43 cases were reviewed from Fort de France, Paris, Marseille, Lyon and Suresnes. There were only male patients with an average age of 50 years. The mechanism of injury, the clinical and radiographic features, the anatomical findings and the results of surgical treatment were analyzed. 4 patients were treated conservatively and 39 surgically. In 28 cases, anatomical reattachment of the tendon was performed. In 11 cases the tendon was simply attached to the brachialis anterior muscle.

RESULTS

The mechanism of injury in all patients was passive extension against active flexion 17 patients had sustained injury while engaged in sports activities and 17 during domestic activities. Most of the patients were diagnosed clinically.
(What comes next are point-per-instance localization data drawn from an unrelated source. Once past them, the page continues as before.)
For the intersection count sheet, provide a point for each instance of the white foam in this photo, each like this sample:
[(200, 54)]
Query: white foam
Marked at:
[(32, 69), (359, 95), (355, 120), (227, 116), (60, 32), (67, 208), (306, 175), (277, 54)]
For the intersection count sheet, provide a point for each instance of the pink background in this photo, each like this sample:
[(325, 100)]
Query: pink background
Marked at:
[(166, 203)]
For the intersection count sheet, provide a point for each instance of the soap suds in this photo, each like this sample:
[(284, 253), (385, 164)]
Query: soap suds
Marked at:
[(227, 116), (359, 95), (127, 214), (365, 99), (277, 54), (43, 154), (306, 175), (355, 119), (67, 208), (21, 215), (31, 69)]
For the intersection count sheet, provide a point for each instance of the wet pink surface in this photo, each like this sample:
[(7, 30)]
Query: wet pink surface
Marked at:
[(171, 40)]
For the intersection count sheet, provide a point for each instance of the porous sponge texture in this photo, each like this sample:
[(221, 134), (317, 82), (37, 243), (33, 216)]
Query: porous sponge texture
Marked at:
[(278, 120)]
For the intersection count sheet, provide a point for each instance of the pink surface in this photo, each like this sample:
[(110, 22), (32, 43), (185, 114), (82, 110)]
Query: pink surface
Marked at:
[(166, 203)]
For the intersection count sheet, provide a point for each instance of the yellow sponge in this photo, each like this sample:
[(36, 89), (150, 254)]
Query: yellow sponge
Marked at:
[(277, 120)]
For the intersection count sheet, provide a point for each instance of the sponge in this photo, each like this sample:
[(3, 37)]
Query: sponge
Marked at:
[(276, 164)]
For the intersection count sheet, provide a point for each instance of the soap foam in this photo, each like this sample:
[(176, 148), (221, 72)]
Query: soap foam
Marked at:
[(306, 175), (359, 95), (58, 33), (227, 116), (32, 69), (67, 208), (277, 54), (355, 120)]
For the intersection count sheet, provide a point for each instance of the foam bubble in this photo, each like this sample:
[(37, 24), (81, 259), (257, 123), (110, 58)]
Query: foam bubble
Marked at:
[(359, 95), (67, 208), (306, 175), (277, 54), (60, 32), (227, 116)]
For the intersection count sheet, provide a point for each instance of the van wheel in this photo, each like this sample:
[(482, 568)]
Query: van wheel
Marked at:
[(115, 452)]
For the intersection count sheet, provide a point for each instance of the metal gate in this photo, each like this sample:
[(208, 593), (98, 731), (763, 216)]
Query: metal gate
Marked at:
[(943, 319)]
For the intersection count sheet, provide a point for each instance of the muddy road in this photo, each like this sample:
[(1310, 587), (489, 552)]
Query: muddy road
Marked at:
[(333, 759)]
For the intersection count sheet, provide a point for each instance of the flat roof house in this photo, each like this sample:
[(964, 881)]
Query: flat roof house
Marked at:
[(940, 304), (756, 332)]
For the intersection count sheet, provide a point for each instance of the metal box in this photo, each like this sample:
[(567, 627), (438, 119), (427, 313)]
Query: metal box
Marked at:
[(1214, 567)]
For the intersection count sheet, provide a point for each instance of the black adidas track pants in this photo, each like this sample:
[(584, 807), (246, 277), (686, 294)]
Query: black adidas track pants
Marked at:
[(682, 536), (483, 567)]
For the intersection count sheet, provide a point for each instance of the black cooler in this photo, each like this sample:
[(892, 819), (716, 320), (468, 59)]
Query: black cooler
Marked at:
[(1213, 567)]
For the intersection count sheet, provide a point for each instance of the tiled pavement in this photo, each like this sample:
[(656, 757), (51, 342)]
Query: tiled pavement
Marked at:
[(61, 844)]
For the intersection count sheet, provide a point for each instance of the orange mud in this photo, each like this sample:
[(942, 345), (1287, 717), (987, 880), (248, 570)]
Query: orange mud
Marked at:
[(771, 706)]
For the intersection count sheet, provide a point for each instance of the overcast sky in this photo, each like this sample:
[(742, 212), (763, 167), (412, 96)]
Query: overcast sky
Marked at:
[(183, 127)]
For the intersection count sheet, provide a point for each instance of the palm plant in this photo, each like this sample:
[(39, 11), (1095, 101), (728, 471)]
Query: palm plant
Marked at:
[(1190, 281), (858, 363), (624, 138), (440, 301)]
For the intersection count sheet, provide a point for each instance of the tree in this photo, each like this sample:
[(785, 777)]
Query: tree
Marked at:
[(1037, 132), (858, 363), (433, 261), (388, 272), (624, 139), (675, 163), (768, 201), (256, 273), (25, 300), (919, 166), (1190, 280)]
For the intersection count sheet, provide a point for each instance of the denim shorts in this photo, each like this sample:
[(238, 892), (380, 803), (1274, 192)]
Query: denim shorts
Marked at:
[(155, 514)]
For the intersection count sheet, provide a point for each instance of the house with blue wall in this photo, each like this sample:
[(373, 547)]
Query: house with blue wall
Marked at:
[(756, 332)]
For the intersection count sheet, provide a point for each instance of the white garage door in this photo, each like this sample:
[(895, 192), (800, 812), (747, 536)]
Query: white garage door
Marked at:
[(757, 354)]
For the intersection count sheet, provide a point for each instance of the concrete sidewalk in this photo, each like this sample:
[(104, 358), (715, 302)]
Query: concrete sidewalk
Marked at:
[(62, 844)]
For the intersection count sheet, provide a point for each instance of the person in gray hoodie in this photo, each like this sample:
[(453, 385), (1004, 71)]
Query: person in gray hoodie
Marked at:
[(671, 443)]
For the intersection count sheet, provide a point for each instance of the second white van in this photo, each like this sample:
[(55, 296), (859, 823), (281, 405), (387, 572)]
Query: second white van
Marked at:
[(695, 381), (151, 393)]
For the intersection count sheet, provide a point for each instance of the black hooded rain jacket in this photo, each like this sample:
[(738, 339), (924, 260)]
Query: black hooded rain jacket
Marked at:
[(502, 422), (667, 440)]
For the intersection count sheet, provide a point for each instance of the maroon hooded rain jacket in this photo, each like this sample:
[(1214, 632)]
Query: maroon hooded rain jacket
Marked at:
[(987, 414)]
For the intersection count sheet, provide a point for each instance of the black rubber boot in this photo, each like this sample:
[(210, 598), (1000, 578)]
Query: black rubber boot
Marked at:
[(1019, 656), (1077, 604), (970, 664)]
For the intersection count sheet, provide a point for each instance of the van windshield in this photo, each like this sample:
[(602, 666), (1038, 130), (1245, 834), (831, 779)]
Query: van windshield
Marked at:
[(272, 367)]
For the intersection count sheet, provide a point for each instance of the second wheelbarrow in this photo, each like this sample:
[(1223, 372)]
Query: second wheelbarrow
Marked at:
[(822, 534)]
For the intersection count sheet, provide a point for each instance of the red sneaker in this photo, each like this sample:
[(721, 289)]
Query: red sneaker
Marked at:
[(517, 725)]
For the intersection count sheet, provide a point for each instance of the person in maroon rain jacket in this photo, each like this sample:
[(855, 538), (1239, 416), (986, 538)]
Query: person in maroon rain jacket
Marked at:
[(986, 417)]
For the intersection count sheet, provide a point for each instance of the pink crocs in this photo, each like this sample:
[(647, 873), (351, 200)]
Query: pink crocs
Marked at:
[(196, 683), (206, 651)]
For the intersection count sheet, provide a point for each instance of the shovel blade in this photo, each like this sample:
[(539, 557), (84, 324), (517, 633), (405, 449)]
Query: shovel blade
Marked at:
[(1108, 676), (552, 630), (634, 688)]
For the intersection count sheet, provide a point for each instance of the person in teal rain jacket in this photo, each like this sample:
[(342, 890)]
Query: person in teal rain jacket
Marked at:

Ultrasound and CT scan was useful in cases seen a long time after injury. In 34 cases avulsion of the bicipital tuberosity was found. Subjective results were good in 28 cases and poor in 5 cases. Objective testing was performed one year after injury using the criteria described by Baker: flexion and suppination force (maximum force) and endurance (ability to perform repeated contractions). Following attachment to the brachialis anterior, there was an average loss of 33 per cent of flexion strength and 52 per cent of supination strength. Following anatomical reattachment, the loss was 5 per cent for flexion and 15 per cent for supination. There were two cases of radial nerve palsies and 1 case of radio-ulnar synostosis.

DISCUSSION

Attachment of the biceps brachialis tendon to the brachialis anterior muscle is unable to restore supination force. Complications only occur following anatomical reattachment. Radial nerve palsies can be avoided by using two separate incisions as described by Boyd.

CONCLUSION

Surgical reinsertion onto the radial tuberosity restore more strength. Attachment to the brachialis muscle can be sued in cases seen a long time after injury.

摘要

研究目的

肱二头肌远端肌腱断裂并不常见。在一项多中心研究中分析了43例病例,以确定该损伤的病因及治疗方法。

材料与方法

回顾了来自法兰西堡、巴黎、马赛、里昂和叙雷讷的43例病例。仅男性患者,平均年龄50岁。分析了损伤机制、临床和影像学特征、解剖学发现及手术治疗结果。4例采用保守治疗,39例采用手术治疗。28例进行了肌腱的解剖复位。11例中肌腱仅附着于肱肌前部。

结果

所有患者的损伤机制均为被动伸展对抗主动屈曲,17例在体育活动中受伤,17例在家庭活动中受伤。大多数患者通过临床诊断。损伤后较长时间就诊的病例中,超声和CT扫描有用。34例发现肱二头肌结节撕脱。主观结果28例良好,5例较差。损伤后一年采用贝克描述的标准进行客观测试:屈曲和旋后力(最大力)及耐力(重复收缩能力)。附着于肱肌前部后,屈曲力量平均丧失33%,旋后力量丧失52%。解剖复位后,屈曲丧失5%,旋后丧失15%。有2例桡神经麻痹和1例桡尺骨融合。

讨论

肱二头肌肌腱附着于肱肌前部无法恢复旋后力。并发症仅在解剖复位后发生。按照博伊德所述使用两个单独切口可避免桡神经麻痹。

结论

手术重新附着于桡骨结节可恢复更多力量。损伤后较长时间就诊的病例可采用附着于肱肌的方法。